Un jour elle s'agenouillerait devant lui et lui dirait « Me voici... » Et elle poserait son front sur ses deux mains royales. Elle savait qu'elle s'avançait vers cet instant de façon inéluctable, et maintenant qu'elle avait écarté les dangers qui menaçaient sa vie, cette attente de l'amour pesait sur elle et l'emplissait tour à tour d'effroi et de triomphe. Serait-ce demain ? Serait-ce plus tard ? D'elle dépendait la réponse, et pourtant elle attendait, comme pour laisser le choix au destin.
Et le destin se prononça. Un événement affreux, qui endeuillait la Cour de France et atterrait le monde, devait hâter la reddition d'Angélique. Elle venait de passer trois jours à Paris pour y traiter des affaires avec M. Colbert, et, s'étant attardée ce soir-là chez le ministre, elle regagnait sa demeure. Devant l'hôtel du Beautreillis la silhouette d'un mendiant clopinait dans l'ombre bleue des nuits de juin sans lune. Elle reconnut Pain-Sec quand il s'approcha de la portière.
– Va à Saint-Cloud ! Va à Saint-Cloud, fit-il de sa voix rauque.

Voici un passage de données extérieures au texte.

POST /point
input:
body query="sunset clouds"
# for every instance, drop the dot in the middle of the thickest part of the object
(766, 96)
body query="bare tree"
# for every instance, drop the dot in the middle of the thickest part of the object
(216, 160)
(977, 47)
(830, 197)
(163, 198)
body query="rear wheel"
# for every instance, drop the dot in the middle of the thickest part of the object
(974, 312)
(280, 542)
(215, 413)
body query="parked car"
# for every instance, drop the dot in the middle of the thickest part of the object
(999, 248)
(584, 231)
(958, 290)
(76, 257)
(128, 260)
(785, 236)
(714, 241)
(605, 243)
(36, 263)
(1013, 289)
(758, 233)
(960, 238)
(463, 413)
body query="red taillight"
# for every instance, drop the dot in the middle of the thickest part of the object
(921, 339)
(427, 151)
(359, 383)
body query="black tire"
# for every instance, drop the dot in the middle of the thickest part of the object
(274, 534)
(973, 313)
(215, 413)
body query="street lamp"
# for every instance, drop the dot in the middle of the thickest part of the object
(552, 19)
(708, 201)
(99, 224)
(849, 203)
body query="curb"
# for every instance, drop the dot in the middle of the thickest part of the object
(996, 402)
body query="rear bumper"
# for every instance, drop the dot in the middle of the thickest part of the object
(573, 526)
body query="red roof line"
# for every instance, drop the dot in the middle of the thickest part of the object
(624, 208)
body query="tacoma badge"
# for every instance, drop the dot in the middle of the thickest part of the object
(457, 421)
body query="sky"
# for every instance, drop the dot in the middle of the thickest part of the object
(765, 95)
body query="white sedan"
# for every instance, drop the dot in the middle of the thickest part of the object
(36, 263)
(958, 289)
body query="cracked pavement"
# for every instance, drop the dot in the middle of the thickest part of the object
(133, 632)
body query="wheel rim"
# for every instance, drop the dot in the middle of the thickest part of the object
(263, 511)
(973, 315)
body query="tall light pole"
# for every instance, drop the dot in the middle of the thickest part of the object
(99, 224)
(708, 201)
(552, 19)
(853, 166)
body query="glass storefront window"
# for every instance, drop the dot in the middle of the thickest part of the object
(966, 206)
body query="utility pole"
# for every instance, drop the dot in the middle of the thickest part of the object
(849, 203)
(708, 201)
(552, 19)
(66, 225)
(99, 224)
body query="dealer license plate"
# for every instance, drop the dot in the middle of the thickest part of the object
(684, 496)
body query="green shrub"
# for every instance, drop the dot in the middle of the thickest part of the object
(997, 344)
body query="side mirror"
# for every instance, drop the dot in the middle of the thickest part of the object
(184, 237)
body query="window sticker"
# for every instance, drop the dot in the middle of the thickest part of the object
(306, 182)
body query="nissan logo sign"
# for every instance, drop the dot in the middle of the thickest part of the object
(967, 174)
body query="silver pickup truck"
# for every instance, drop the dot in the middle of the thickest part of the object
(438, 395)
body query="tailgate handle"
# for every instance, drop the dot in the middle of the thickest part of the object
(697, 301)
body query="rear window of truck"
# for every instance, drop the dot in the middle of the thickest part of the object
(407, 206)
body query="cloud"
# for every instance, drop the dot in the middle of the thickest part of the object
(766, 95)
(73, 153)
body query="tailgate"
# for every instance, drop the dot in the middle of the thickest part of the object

Elle voulut ouvrir la portière mais il la repoussa.
– Va à Saint-Cloud, j'te dis. Y en a des choses qui s'y passent là-bas... J'en viens moi-même avec la carriole du vinaigrier... Y a d'la distraction là-bas, c'te nuit. Vas-y donc...
– Je ne suis pas invitée à Saint-Cloud, mon vieux Pain-Sec.
– Y en a une autre qui n'est pas invitée et qui y est pourtant... C'est la Camarde17... Et même que c'est en son honneur qu'on fait la fête. Vas-y donc voir...
Angélique pensa tout à coup à Florimond et son sang ne fit qu'un tour.
– Que se passe-t-il ? Que sais-tu ?
Mais le vieux vagabond s'éloignait déjà en grommelant.
Angélique, indécise et perdant la tête, cria au cocher de partir pour Saint-Cloud. Le nouveau cocher ayant servi chez la duchesse de Chevreuse possédait beaucoup plus de philosophie que son prédécesseur. Il eut cependant un petit sursaut et fit remarquer que sans escorte traverser les bois à cette heure de la nuit représentait un danger. Sans descendre de voiture elle envoya réveiller trois laquais et le maître d'hôtel Roger. Ceux-ci montèrent à cheval et, bien armés, encadrèrent le carrosse, qui tourna en direction de la porte Saint-Honoré.